¹ Biotechnological Institute of Chinese Materia Medica, Jinan University, Guangzhou 510632, China.
² Department of Pharmacology, College of Pharmacy, Jinan University, Guangzhou 510632, China.
³ State Key Laboratory of Quality Research in Chinese Medicine, Institute of Chinese Medical Sciences (ICMS), University of Macau, Macau, China.
⁴ Zhuhai Livzon Microsphere Technology Co., Ltd., Zhuhai 519090, China.

Abstract

Arteannuin B (AB) has been found to demonstrate obvious anti-tumor activity. However, AB is not available for clinical use due to its very low solubility and very short half-life. This study aimed to develop AB long sustained-release microspheres (ABMs) to improve the feasibility of clinical applications. Firstly, AB-polylactic-co-glycolic acid (PLGA) microspheres were prepared by a single emulsification method. In vitro characterization studies showed that ABMs had a low burst release and stable in vitro release for up to one week. The particle size of microspheres was 69.10 μm (D₅₀).
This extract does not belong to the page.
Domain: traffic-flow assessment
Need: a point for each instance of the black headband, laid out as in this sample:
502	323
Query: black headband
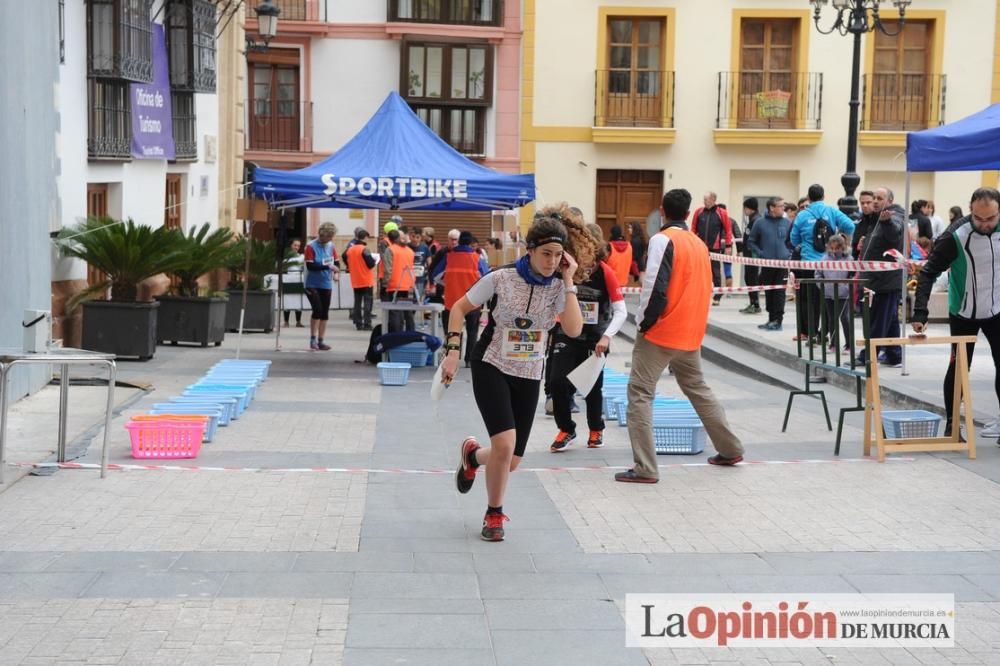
545	241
The drug loading is 37.8%, and the encapsulation rate is 85%. Moreover, molecular dynamics modeling was firstly used to simulate the preparation process of microspheres, which clearly indicated the molecular image of microspheres and provided in-depth insights for understanding several key preparation parameters. Next, in vivo pharmacokinetics (PK) study was carried out to evaluate its sustained release effect in Sprague-Dawley (SD) rats. Subsequently, the methyl thiazolyl tetrazolium (MTT) method with human lung cancer cells (A549) was used to evaluate the in vitro efficacy of ABMs, which showed the IC₅₀ of ABMs (3.82 μM) to be lower than that of AB (16.03 μM) at day four. Finally, in vivo anti-tumor activity and basic toxicity studies were performed on BALB/c nude mice by subcutaneous injection once a week, four times in total. The relative tumor proliferation rate T/C of AMBs was lower than 40% and lasted for 21 days after administration. The organ index, organ staining, and tumor cell staining indicated the excellent safety of ABMs than Cis-platinum. In summary, the ABMs were successfully developed and evaluated with a low burst release and a stable release within a week. Molecular dynamics modeling was firstly applied to investigate the molecular mechanism of the microsphere preparation. Moreover, the ABMs possess excellent in vitro and in vivo anti-tumor activity and low toxicity, showing great potential for clinical applications.

Keywords: PLGA; antitumor activity; arteannuin B; microsphere; molecular modeling; pharmacokinetics; sustained release.